# Name: Pankaj Chaudhari
# Roll No : 303
# Dataset : Store data
# Predictive Analytics Lab 1

## Algorithm : FP Growth

The frequent pattern growth method lets us find the frequent pattern without candidate generation.

Let us see the steps followed to mine the frequent pattern using frequent pattern growth algorithm:

- 1) The first step is to scan the database to find the occurrences of the itemsets in the database. This step is the same as the first step of Apriori. The count of 1-itemsets in the database is called support count or frequency of 1-itemset.

- 2) The second step is to construct the FP tree. For this, create the root of the tree. The root is represented by null.

- 3) The next step is to scan the database again and examine the transactions. Examine the first transaction and find out the itemset in it. The itemset with the max count is taken at the top, the next itemset with lower count and so on. It means that the branch of the tree is constructed with transaction itemsets in descending order of count.

- 4) The next transaction in the database is examined. The itemsets are ordered in descending order of count. If any itemset of this transaction is already present in another branch (for example in the 1st transaction), then this transaction branch would share a common prefix to the root.

This means that the common itemset is linked to the new node of another itemset in this transaction.

- 5) Also, the count of the itemset is incremented as it occurs in the transactions. Both the common node and new node count is increased by 1 as they are created and linked according to transactions.

- 6) The next step is to mine the created FP Tree. For this, the lowest node is examined first along with the links of the lowest nodes. The lowest node represents the frequency pattern length 1. From this, traverse the path in the FP Tree. This path or paths are called a conditional pattern base.

Conditional pattern base is a sub-database consisting of prefix paths in the FP tree occurring with the lowest node (suffix).

- 7) Construct a Conditional FP Tree, which is formed by a count of itemsets in the path.

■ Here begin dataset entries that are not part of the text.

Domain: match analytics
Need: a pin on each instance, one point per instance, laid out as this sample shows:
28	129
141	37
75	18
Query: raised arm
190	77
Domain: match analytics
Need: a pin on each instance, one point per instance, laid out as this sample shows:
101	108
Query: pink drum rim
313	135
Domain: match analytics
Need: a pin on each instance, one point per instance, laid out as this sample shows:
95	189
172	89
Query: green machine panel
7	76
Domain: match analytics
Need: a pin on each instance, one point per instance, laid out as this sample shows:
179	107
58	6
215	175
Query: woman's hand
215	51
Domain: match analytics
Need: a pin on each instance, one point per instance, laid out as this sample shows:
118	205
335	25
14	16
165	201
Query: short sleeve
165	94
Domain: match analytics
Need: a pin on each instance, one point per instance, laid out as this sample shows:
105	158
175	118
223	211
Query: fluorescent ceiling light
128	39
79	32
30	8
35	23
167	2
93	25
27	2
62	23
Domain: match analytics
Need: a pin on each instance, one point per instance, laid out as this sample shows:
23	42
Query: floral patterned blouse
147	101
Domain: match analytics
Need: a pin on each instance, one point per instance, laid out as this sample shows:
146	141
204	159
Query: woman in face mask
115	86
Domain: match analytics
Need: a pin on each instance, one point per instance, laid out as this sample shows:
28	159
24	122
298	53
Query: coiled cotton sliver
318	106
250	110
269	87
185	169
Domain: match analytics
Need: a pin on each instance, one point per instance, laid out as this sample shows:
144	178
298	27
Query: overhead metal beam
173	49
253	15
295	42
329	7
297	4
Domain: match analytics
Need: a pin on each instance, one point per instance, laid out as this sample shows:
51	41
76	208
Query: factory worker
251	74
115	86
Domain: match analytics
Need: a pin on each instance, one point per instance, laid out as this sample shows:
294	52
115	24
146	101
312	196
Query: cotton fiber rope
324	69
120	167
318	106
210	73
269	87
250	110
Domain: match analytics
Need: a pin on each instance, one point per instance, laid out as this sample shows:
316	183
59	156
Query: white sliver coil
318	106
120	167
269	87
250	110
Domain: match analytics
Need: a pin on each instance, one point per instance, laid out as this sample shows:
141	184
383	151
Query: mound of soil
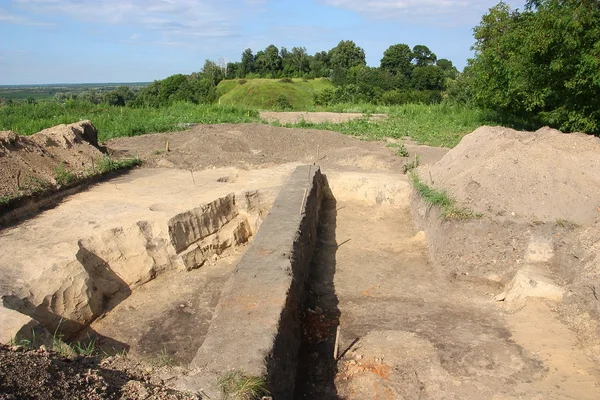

The itemsets meeting the threshold support are considered in the Conditional FP Tree.

- 8) Frequent Patterns are generated from the Conditional FP Tree.

## Source Code:

In [1]:
import numpy as np
import pandas as pd
from mlxtend.preprocessing import TransactionEncoder 
from mlxtend.frequent_patterns import association_rules
from mlxtend.frequent_patterns import fpgrowth

In [2]:
import csv
with open('store_data.csv') as f:
    reader = csv.reader(f)
    dataset = list(reader)

In [3]:
te = TransactionEncoder()
te_array = te.fit(dataset).transform(dataset)
df = pd.DataFrame(te_array, columns=te.columns_)

In [5]:
%%time
frequent_itemsets_fp=fpgrowth(df, min_support=0.02, use_colnames=True)

Wall time: 424 ms


In [7]:
len(frequent_itemsets_fp)

103

In [8]:
frequent_itemsets_fp

Unnamed: 0,support,itemsets
0,0.238368,(mineral water)
1,0.132116,(green tea)
2,0.076523,(low fat yogurt)
3,0.071457,(shrimp)
4,0.065858,(olive oil)
...,...,...
98,0.040928,"(mineral water, ground beef)"
99,0.039195,"(ground beef, spaghetti)"
100,0.021997,"(ground beef, milk)"
101,0.023064,"(ground beef, chocolate)"


In [15]:
rules_fp = association_rules(frequent_itemsets_fp, metric="confidence", min_threshold=0.0053)

In [16]:
rules_fp

Unnamed: 0,antecedents,consequents,antecedent support,consequent support,support,confidence,lift,leverage,conviction
0,(mineral water),(green tea),0.238368,0.132116,0.031063,0.130313,0.986357,-0.000430,0.997927
1,(green tea),(mineral water),0.132116,0.238368,0.031063,0.235116,0.986357,-0.000430,0.995748
2,(spaghetti),(green tea),0.174110,0.132116,0.026530,0.152374,1.153335,0.003527,1.023900
3,(green tea),(spaghetti),0.132116,0.174110,0.026530,0.200807,1.153335,0.003527,1.033405
4,(green tea),(french fries),0.132116,0.170911,0.028530,0.215943,1.263488,0.005950,1.057436
...,...,...,...,...,...,...,...,...,...
95,(milk),(ground beef),0.129583,0.098254,0.021997,0.169753,1.727704,0.009265,1.086118
96,(ground beef),(chocolate),0.098254,0.163845,0.023064,0.234735,1.432669,0.006965,1.092635
97,(chocolate),(ground beef),0.163845,0.098254,0.023064,0.140765,1.432669,0.006965,1.049476
98,(mineral water),(cake),0.238368,0.081056,0.027463,0.115213,1.421397,0.008142,1.038604


## Conclusion:
Frequent Pattern Growth Algorithm is the method of finding frequent patterns without candidate generation. It constructs an FP Tree rather than using the generate and test strategy of Apriori. The focus of the FP Growth algorithm is on fragmenting the paths of the items and mining frequent patterns.